Se a vacinação contra a Covid-19 precisar ser feita no Brasil de maneira recorrente, como no caso de outras doenças, entre elas a gripe (H1N1), o país precisará desembolsar por ano mais de US$ 3 bilhões (cerca de R$ 15 bilhões) para adquirir cerca de 422 milhões de doses de imunizantes e conseguir vacinar toda a população suscetível ao coronavírus, que hoje é de 211 milhões de brasileiros, segundo dados do IBGE. Desse montante, mais de 42 milhões de vacinas seriam destinadas para Minas Gerais, que tem 21,4 milhões de moradores.

A informação é do cientista de dados e professor Braulio Couto, do Centro Universitário Uni-BH, que fez uma projeção dos custos das vacinas, em dólar, que já foram negociadas pelo Ministério da Saúde com as indústrias farmacêuticas. No cálculo, o estatístico usou como base o valor em moeda norte-americana publicado, no mês de março, em um artigo da revista científica “The Lancet”, que aborda os desafios para garantir o acesso global às vacinas da Covid-19. 

“Considerando um cenário em que as vacinas usadas no Brasil necessitam de duas doses, exceto a da Janssen, são necessários aproximadamente 420 milhões de doses para a imunização de toda a população do país. Para 2021, estima-se um investimento de mais de US$ 6 bilhões já realizado ou por finalizar. Por ano, serão necessários mais de US$ 3 bilhões para imunizar toda a população brasileira, sendo US$ 318 milhões (cerca de R$ 1,6 bilhão) o investimento em vacinas para a população de Minas”, afirma Couto. 

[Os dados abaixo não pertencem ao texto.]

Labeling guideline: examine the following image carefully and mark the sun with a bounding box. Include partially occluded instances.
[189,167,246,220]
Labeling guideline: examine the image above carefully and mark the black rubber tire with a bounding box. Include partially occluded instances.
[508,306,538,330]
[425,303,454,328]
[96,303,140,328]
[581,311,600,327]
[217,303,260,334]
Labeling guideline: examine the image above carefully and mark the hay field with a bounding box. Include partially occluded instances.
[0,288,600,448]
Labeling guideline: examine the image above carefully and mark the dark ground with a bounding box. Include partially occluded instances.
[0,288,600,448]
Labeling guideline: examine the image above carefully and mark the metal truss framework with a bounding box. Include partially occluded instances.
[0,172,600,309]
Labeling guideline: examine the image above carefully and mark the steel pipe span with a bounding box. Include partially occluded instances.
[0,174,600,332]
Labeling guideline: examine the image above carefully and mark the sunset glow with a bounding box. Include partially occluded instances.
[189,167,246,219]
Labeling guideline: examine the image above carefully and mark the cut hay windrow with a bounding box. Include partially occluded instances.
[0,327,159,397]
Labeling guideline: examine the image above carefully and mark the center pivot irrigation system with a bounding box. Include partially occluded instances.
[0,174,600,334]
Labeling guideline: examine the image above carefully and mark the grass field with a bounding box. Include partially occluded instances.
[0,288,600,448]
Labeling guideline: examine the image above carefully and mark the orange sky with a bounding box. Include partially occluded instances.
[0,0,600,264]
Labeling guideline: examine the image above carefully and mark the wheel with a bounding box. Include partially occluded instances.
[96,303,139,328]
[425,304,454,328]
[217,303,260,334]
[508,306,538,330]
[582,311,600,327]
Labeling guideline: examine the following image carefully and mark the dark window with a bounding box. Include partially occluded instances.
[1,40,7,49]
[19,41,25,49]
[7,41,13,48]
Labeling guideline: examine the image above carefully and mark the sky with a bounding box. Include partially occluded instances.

É importante ressaltar que esse gasto para os cofres públicos foi calculado sem considerar as possíveis perdas de doses da vacina, o que tem ocorrido com frequência no país durante a campanha de vacinação contra a Covid-19 do Ministério da Saúde, que tem como público-alvo os 160.044.909 brasileiros acima de 18 anos. 

O imunizante da AstraZeneca é o mais barato (US$ 5 a dose) comprado pelo governo federal até o momento, que já negociou a compra de 662.512.770 doses com diferentes laboratórios, a um custo total estimado de US$ 6,1 bilhões. Essas doses são suficientes para imunizar mais que o dobro da população adulta. Mas a transferência de tecnologia da vacina entre a farmacêutica AstraZeneca e a Fundação Oswaldo Cruz (Fiocruz) vai permitir que a produção do imunizante passe a ser totalmente nacional, o que pode ajudar a diminuir os gastos com a vacina da Covid, caso seja necessário revacinar a população anualmente. 

MAIS RECURSOS PARA PESQUISAS

A Secretaria Geral da Presidência da República informou que o presidente Jair Bolsonaro sancionou a liberação de R$ 415 milhões para testes de vacinas contra Covid que estão sendo desenvolvidas no Brasil.

Os recursos serão destinados a testes clínicos nas fases 1, 2 e 3 de vacinas contra a Covid-19 que estão sendo desenvolvidas no Brasil pelo Fundo Nacional de Desenvolvimento Científico e Tecnológico. Isso é indício de que o governo já espera uma vacinação em massa contínua.

Epidemiologista e ex-coordenadora do Plano Nacional de Imunização (PNI) do Ministério da Saúde, Carla Domingues disse que é cedo para prever isso. “Não estamos nem com 20% da população vacinada com as duas doses. Nesse momento, temos que discutir a vacinação da população com uma segunda dose, e não falar em terceira dose. Ainda não tem estudos que demonstram essa necessidade”, afirma. 

“Para saber se haverá necessidade de reforço, vamos ter que acompanhar, pelo menos por um ano, se a as pessoas vacinadas estão perdendo a imunidade e se as variantes conseguiram modificar a proteção da vacina. A terceira dose não vai aumentar a imunidade da vacina. O reforço será necessário se ao longo do tempo essas duas coisas se comprovarem”, explica.